Stan Lepeak, Direktor des KPMG Sourcing Advisor Global Research Teams, überraschen die Ergebnisse nicht:"Die Anwender richten ihren Blick bei Cloud Computing eher auf die angfristigen Perspektiven als die unmittelbare Einsetzbarkeit."
Foto: KPMG/EquaTerra

Ebenfalls schlechte Bewertungen erhielten die Befragten, wenn es um ihre Fähigkeit ging, die Reife von Cloud-Computing-Angeboten und deren Potenzial für die eigene Unternehmens-IT einzuschätzen. Hier vergaben die Berater einen Wert von 2,19, die Provider 2,68. Stan Lepeak, Direktor des KPMG Sourcing Advisor Global Research Teams, ist von den Ergebnissen nicht überrascht: „In den Unternehmen ist bei Cloud Computing der Fokus eher auf die langfristigen Perspektiven ausgerichtet und weniger darauf, die Angebote von Cloud-Providern einer kritischen Prüfung im Hinblick auf kurzfristige Einsetzbarkeit zu unterziehen.“

Zudem sei die Technologie so jung, dass es noch an einer aussagekräftigen Datenbasis für Business-Cases fehle. „Es ist ja nicht so, dass es den Anwendern grundsätzlich an Verständnis von Cloud Computing mangelt. Aber es gibt auch auf Seiten der Anbieter bisher noch nicht allzu viele praktische Beispiele, aus denen sich aussagekräftige Business Cases ableiten ließen.“ Zudem sei der noch junge Markt für Cloud Services äußerst dynamisch. Das hohe Tempo der Veränderung mache es für die Kunden schwer, mit dem Marktgeschehen Schritt zu halten. „Mit Cloud Computing ist es heute so wie in den Anfängen des Internets, als Anwender sich noch schwer damit taten, Strategien zu entwickeln, um das Potenzial des Internets für ihr Business auszuschöpfen“, sagt Lepeak.

Trotz der noch vorhandenen Defizite beim Verständnis von Cloud-Technologien sind die Cloud-Anbieter optimistisch, wenn es um das zukünftige Kaufverhalten ihrer Kunden geht. Nach Angaben der befragten Provider, die zum großen Teil neben Cloud-Services auch klassische Outsourcing-Dienstleistungen anbieten, setzen schon jetzt 42 Prozent ihrer Kunden mindestens einen Cloud-Service ein. Im nächsten Jahr soll dieser Wert auf 66 Prozent ansteigen.

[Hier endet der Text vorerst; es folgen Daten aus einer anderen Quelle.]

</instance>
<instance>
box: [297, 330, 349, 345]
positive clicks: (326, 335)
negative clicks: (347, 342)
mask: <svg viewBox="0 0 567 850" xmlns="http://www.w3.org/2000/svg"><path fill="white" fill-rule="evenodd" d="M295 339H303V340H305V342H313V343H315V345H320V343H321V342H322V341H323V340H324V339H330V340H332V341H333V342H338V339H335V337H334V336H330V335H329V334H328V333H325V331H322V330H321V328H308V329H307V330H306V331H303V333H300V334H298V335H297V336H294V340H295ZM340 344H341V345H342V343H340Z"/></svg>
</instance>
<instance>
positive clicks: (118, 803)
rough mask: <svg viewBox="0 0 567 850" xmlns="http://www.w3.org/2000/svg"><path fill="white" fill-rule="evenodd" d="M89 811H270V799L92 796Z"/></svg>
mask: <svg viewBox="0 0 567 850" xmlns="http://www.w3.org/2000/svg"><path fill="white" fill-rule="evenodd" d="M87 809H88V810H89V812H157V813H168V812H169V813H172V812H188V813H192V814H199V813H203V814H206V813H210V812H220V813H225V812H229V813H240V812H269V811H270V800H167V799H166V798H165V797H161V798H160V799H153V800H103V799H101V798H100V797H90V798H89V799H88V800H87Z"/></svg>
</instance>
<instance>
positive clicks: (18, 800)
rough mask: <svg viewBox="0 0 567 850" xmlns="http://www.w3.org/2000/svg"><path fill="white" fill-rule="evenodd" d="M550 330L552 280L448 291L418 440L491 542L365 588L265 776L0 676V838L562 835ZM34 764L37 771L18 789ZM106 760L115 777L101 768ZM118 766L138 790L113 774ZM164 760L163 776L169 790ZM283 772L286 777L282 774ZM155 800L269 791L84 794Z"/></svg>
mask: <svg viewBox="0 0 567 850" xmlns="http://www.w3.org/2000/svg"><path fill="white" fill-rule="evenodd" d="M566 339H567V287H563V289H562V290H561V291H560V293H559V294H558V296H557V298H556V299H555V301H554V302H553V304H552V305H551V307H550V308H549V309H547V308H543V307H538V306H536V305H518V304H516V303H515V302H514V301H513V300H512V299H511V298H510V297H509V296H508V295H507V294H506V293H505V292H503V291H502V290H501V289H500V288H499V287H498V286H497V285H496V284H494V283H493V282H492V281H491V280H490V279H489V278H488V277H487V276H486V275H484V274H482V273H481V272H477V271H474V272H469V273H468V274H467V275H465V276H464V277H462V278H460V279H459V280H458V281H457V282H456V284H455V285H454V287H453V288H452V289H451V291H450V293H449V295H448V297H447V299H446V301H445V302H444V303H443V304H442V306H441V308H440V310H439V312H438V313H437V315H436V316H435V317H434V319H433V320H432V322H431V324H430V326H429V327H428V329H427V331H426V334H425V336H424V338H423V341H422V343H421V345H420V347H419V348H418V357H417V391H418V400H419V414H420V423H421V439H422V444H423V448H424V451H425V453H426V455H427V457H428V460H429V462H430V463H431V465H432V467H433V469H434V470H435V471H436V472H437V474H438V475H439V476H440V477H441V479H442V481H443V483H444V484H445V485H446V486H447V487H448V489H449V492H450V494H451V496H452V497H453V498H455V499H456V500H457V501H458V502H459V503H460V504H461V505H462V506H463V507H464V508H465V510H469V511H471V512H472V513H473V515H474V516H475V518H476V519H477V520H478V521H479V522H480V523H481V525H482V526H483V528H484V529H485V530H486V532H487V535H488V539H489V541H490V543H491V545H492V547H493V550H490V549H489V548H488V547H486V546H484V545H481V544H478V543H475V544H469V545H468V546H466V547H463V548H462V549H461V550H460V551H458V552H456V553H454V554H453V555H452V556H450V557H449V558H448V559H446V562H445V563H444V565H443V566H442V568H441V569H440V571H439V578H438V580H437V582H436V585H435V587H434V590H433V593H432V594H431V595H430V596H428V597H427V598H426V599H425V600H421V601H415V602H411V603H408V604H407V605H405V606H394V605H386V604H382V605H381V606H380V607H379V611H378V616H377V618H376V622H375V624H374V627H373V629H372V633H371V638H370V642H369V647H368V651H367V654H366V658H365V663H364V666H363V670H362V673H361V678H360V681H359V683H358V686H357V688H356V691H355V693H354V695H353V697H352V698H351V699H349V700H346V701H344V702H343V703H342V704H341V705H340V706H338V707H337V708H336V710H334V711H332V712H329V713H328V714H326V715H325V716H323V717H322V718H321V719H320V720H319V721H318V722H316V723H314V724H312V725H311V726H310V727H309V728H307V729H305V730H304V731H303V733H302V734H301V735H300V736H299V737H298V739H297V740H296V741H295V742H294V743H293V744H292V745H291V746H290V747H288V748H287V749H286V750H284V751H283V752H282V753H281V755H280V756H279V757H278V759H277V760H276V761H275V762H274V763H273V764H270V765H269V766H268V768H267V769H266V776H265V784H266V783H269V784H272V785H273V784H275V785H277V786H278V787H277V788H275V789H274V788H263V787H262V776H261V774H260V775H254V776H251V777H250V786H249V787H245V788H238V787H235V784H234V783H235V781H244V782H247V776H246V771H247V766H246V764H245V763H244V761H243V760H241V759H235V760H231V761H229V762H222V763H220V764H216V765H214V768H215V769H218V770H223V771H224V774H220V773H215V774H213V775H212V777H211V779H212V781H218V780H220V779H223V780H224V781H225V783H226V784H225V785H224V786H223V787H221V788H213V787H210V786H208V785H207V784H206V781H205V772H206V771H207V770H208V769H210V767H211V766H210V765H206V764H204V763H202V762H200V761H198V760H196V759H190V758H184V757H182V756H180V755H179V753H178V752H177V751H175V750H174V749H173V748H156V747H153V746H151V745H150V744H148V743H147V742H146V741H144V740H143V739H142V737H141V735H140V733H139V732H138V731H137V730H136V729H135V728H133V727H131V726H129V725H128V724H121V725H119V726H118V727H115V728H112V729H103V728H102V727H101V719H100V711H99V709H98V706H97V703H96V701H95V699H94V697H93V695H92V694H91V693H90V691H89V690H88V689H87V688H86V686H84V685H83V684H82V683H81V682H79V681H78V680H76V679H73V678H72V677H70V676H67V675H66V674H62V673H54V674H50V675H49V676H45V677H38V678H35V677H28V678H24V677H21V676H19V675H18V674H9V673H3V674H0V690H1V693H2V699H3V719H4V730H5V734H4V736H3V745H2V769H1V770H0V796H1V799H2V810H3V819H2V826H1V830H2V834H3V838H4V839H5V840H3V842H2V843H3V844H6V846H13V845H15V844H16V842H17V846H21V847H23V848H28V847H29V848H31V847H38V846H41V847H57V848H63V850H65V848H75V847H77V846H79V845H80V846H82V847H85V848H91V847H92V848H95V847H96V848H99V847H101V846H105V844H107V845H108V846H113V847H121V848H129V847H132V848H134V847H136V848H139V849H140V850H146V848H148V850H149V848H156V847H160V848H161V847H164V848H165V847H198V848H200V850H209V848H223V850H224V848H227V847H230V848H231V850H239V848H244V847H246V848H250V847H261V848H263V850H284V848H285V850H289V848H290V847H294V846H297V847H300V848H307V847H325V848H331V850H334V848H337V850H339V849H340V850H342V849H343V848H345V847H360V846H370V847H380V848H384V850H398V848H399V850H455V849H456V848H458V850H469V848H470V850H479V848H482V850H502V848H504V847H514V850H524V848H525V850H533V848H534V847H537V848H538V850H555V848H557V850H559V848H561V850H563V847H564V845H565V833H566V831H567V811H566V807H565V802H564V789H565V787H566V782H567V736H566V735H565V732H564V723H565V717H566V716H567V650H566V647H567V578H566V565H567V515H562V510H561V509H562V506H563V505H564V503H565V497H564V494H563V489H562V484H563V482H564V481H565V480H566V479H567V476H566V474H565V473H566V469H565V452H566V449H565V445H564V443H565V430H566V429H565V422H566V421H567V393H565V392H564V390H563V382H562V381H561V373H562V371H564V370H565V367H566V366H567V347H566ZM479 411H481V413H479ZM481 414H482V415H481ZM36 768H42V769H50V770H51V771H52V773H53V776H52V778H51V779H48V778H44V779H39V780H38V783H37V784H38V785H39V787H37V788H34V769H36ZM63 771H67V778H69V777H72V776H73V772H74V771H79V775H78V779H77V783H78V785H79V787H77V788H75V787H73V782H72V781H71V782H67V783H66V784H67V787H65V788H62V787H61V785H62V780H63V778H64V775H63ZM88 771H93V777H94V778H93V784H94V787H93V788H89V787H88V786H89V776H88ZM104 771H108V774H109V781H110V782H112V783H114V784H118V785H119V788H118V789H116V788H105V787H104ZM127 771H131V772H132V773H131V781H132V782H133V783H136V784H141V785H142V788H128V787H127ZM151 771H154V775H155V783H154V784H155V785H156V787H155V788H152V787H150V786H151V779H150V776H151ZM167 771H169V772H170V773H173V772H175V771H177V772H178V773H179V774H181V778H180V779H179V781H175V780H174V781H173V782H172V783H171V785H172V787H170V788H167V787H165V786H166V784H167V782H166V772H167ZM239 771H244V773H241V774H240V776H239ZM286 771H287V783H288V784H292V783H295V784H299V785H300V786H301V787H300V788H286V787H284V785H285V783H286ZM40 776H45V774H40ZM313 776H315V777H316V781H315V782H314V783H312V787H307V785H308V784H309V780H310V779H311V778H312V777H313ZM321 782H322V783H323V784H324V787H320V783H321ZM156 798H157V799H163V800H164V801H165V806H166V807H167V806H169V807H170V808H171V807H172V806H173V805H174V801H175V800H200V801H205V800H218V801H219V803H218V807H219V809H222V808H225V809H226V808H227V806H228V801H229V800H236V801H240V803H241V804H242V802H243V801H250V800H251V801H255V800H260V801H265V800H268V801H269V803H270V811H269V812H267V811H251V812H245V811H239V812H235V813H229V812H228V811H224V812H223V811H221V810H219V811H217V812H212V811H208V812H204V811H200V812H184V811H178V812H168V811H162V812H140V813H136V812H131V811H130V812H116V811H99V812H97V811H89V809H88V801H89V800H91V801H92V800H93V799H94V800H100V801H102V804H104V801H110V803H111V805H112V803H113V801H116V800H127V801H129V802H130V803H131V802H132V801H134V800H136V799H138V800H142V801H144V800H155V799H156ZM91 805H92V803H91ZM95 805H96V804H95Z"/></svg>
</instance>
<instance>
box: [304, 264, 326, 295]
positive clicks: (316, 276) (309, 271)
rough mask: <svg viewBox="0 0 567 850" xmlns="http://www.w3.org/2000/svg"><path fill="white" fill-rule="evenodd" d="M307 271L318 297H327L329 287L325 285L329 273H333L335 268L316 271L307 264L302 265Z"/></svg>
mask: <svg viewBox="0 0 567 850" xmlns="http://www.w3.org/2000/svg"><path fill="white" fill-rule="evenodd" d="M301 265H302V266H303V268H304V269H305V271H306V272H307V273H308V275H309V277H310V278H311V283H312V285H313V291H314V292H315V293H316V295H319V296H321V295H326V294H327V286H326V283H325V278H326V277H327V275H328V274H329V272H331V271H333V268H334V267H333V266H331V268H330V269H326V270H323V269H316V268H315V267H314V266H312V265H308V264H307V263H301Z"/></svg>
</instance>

Cloud-Provider optimistisch

Vor allem die Provider sind optimistisch, wenn es um den zukünftigen Einsatz von Cloud Computing geht.
Foto: KPMG/EquaTerra

Die Lernkurve bei den Anwendern, die schon klassische Outsourcing-Services genutzt hatten, steige „stetig, aber nicht steil“ an, sagt KPMG-Direktor Lepeak. „Dabei ist das Sammeln von Erfahrungen ebenso wichtig wie das Aneignen von Wissen.“ Grundsätzlich unterschieden sich Rahmenwerk und Prozesse nur wenig von den Vereinbarungen des traditionellen Outsourcing.

Dennoch sollten die Anwender ihre Kenntnisse des Cloud-Marktes möglichst schnell ausbauen, um das zunehmende und immer breiter gefächerte Angebot an Cloud-Services besser einschätzen und für sich nutzen zu können. Allzu optimistisch ist Lepeak indes nicht. Nach seiner Einschätzung ist damit zu rechnen, dass es noch zu einer Vielzahl von gescheiterten Cloud-Projekten kommen wird, bevor eine nachhaltige Besserung eintritt. „Wenn sie in ein bis zwei Jahren in die Fachpresse sehen, werden Sie sicher von einer ganzen Reihe Cloud-Projekten lesen, die nicht den angestrebten Erfolg gebracht haben und mit unerfüllten Erwartungen geendet sind“, prophezeit der KPMG-Outsourcing-Experte.

Der Studie beruht auf den Daten des KPMG Sourcing Advisory Global Pulse Survey aus dem zweiten Quartal 2011. Die „Advisor and Service Provider Pulse Surveys“ werden seit 2004 regelmäßig vom Spezialisten für Outsourcing-Beratung EquaTerra durchgeführt. KPMG hat EquaTerra im Februar 2011 übernommen; die Ergebnisse des Global Pulse fließen seither in die Marktstudien des KPMG Advisory Pulse ein. Grundlage der Studie sind die Daten der weltweit tätigen KPMG-Outsourcing-Berater sowie eine Befragung von 22 internationalen Outsourcing-/Cloud-Anbietern.